Après trois ans et demi d'enquête, une commission du Sénat américain a estimé que l'utilisation des «techniques d'interrogatoire musclé» était une «terrible erreur», a annoncé sa présidente jeudi.

Le rapport et ses 20 conclusions sont toutefois confidentiels et devront être examinés par des responsables de l'administration de Barack Obama avant une éventuelle déclassification, dans plusieurs mois.

«Je crois fermement que la création de «sites noirs» clandestins de long terme et l'utilisation de «techniques d'interrogatoire musclé» ont été de terribles erreurs», a déclaré Dianne Feinstein, présidente de la commission du Renseignement, à l'issue d'une réunion à huis clos. «La majorité de la commission est d'accord».

La puissante sénatrice démocrate a également estimé, à titre personnel, mais sur la base du rapport d'enquête, que l'utilisation de ces techniques, notamment celle de la simulation de noyade, n'avait pas conduit à des renseignements ayant permis de localiser Oussama ben Laden, tué en 2011 au Pakistan lors d'un raid de commando américain.

C'est pourtant sur une scène de torture que s'ouvre le nouveau film Zero Dark Thirty, de Kathryn Bigelow, qui raconte la traque du chef d'Al-Qaïda par la CIA. Selon le scénario, des indices auraient été obtenus en torturant des suspects. Le film sort ce mois-ci sur les écrans américains et suscite un grand intérêt puisque la réalisatrice a pu avoir accès à de nombreux responsables de l'administration Obama.

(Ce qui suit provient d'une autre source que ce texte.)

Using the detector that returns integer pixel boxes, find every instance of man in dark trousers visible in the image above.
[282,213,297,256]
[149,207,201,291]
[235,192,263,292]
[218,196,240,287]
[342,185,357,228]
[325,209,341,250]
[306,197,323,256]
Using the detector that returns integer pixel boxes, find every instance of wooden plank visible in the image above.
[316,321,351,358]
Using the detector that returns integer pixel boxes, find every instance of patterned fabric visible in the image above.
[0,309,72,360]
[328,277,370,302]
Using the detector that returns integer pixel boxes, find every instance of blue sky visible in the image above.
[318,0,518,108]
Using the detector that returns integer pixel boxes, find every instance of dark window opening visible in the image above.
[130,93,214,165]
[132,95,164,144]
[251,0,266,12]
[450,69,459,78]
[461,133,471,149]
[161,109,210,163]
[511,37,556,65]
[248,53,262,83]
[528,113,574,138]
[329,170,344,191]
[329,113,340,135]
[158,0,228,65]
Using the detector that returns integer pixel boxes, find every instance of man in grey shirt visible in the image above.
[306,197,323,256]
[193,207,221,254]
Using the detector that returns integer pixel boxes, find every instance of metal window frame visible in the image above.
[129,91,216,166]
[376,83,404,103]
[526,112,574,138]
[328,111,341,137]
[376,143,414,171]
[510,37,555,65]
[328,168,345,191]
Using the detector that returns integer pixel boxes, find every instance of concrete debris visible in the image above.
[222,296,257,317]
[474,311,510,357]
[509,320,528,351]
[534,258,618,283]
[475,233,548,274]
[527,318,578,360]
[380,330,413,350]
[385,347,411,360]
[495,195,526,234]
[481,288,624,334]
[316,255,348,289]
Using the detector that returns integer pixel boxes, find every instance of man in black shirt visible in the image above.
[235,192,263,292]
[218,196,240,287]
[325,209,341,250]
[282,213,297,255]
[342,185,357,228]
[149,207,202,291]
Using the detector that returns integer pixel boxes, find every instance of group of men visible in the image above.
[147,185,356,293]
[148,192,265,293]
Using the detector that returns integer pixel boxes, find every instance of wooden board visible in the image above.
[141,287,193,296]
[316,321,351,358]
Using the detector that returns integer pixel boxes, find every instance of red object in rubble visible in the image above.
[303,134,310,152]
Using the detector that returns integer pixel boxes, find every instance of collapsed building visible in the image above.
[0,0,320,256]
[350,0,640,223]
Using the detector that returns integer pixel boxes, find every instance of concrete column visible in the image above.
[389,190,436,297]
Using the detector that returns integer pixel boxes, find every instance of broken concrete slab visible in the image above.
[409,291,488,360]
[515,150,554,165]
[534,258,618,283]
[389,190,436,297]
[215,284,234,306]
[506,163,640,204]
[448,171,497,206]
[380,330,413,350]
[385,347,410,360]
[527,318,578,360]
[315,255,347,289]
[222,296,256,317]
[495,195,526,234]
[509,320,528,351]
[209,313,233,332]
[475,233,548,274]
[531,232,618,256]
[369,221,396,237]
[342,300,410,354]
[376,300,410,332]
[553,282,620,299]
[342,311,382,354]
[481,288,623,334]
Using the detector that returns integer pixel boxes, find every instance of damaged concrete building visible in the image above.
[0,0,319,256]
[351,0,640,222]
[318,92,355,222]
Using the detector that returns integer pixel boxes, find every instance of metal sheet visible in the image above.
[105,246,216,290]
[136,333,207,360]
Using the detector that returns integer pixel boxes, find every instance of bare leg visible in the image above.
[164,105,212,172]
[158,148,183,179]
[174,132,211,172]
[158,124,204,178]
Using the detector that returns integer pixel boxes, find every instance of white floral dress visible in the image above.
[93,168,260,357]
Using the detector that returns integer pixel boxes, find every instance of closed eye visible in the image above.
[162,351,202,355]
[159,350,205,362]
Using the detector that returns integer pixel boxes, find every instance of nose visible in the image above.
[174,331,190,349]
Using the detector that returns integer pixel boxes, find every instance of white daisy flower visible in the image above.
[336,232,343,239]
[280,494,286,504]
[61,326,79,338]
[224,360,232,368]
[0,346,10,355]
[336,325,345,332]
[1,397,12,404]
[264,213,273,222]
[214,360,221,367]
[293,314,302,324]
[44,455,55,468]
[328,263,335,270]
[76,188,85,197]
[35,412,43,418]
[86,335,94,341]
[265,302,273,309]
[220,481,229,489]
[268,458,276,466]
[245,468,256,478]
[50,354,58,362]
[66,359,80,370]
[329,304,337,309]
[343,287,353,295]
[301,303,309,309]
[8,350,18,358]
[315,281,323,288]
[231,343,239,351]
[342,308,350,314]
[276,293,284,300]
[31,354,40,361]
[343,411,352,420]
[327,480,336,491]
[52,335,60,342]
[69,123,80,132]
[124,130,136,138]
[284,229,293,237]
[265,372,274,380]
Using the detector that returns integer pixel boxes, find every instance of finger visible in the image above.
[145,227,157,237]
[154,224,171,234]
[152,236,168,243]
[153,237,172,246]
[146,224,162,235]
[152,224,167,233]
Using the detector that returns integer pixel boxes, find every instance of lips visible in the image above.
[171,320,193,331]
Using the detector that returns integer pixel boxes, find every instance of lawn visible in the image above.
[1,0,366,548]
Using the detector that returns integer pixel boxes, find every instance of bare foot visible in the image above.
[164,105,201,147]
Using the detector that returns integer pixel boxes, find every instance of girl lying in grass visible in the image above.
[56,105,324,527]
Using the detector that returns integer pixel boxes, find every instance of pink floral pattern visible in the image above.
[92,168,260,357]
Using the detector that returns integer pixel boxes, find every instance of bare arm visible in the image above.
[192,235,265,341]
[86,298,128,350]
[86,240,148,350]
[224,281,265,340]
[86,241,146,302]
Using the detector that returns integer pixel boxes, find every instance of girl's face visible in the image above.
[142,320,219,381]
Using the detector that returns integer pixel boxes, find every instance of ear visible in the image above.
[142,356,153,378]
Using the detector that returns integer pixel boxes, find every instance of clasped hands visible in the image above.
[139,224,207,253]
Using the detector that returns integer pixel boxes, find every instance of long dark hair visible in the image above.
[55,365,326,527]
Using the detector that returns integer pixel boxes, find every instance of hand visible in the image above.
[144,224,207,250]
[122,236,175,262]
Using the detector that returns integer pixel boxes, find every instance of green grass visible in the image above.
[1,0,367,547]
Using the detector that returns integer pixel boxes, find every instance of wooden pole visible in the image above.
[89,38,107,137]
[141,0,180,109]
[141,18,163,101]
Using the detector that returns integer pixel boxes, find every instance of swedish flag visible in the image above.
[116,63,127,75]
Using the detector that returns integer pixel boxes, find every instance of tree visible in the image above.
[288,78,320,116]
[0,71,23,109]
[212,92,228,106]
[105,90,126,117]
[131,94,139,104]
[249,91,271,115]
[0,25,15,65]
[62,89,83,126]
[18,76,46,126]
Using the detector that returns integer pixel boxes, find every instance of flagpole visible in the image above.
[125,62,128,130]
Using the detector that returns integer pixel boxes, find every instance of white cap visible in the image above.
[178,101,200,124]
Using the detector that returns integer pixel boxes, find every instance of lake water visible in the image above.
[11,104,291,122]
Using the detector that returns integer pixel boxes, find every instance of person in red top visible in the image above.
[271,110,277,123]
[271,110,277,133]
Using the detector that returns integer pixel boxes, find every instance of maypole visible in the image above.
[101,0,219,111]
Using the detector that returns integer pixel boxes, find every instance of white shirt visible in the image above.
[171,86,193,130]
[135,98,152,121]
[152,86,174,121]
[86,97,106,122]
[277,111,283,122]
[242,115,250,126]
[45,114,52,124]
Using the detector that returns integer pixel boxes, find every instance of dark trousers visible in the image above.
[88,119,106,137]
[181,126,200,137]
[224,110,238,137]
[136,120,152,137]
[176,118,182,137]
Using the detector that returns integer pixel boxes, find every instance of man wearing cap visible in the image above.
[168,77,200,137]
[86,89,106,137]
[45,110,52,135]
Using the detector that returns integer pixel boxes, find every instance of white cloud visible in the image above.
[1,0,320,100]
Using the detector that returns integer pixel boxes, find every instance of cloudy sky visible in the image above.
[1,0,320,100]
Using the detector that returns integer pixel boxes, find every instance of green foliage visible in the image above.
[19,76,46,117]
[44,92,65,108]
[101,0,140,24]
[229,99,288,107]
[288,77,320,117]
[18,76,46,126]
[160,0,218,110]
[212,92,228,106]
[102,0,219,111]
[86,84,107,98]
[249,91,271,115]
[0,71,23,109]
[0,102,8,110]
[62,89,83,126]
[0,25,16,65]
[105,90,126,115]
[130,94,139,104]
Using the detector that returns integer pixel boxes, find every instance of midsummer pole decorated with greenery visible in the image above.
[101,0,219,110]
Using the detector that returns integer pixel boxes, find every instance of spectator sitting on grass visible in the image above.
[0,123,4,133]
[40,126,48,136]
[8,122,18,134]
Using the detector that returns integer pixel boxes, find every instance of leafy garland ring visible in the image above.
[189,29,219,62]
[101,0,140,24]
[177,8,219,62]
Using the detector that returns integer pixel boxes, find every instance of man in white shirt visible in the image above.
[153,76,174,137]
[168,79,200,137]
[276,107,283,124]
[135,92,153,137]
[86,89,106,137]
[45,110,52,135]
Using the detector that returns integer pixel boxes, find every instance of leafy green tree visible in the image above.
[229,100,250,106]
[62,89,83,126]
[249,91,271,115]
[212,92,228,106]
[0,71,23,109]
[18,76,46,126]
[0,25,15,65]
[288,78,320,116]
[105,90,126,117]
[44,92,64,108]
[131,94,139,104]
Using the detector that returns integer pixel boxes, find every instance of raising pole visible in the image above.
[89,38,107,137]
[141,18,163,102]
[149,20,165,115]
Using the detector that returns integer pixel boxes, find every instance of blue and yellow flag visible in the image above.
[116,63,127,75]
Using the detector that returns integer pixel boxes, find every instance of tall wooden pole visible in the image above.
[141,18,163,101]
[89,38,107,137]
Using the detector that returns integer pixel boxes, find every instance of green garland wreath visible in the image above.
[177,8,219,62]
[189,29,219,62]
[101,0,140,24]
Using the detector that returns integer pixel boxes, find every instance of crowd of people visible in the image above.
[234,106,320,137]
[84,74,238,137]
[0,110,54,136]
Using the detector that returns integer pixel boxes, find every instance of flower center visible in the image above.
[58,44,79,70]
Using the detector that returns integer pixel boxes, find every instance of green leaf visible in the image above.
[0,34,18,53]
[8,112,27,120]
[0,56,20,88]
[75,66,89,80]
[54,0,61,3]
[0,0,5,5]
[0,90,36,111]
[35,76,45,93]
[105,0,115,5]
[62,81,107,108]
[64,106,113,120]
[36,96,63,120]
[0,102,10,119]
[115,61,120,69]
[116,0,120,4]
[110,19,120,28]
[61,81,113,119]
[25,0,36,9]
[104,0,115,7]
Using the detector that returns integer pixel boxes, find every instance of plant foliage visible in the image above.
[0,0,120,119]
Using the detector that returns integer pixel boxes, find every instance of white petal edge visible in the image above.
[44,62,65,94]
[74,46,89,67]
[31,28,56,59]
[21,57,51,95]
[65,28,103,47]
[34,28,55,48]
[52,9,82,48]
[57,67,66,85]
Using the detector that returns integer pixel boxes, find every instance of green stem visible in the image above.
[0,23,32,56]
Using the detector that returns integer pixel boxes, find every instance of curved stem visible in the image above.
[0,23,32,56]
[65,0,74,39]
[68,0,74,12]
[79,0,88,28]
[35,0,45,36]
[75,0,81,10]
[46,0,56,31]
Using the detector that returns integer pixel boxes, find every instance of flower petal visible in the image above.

Les sénateurs de la commission ont approuvé par neuf voix contre six ce rapport de 6000 pages examinant le cas de chacun des détenus de la CIA, «les conditions dans lesquelles ils ont été détenus, comment ils ont été interrogés, les renseignements qu'ils ont effectivement fournis», selon Mme Feinstein.

Tous les républicains sauf un ont voté contre, illustrant la controverse qui continue d'entourer ces interrogatoires.

Plus de six millions de pages de documents de la CIA et d'autres agences de renseignement ont été étudiées par la commission, faisant de cette enquête «l'un des travaux de supervision les plus importants de l'histoire des États-Unis», a dit Mme Feinstein.

Le républicain John McCain, candidat malheureux à la présidentielle de 2008, et l'un des plus fermes opposants à la torture, réclame avec véhémence la publication de l'enquête «pour que tous les Américains puissent voir d'eux-mêmes le bilan».

«Ce que j'ai appris confirme ce que j'ai toujours cru (...): que le traitement cruel, inhumain et dégradant des prisonniers est non seulement mal par principe et une tache sur la conscience de notre pays, mais aussi une méthode inefficace et peu fiable d'obtenir des renseignements», a-t-il écrit dans une lettre à ses collègues.

Après les attentats du 11 septembre 2001, la CIA a capturé des dizaines de personnes soupçonnées de liens avec Al-Qaïda, et utilisé dix «techniques d'interrogatoire musclé» assimilées à de la torture par de nombreuses voix critiques.

Ces méthodes comprenaient la privation de sommeil, la mise à nu du détenu ou encore la simulation de noyade, à laquelle le cerveau autoproclamé des attentats du 11-Septembre, Khaled Cheikh Mohammed, a été soumis 183 fois lors de sa détention dans une prison secrète de la CIA en Pologne entre 2003 et 2006.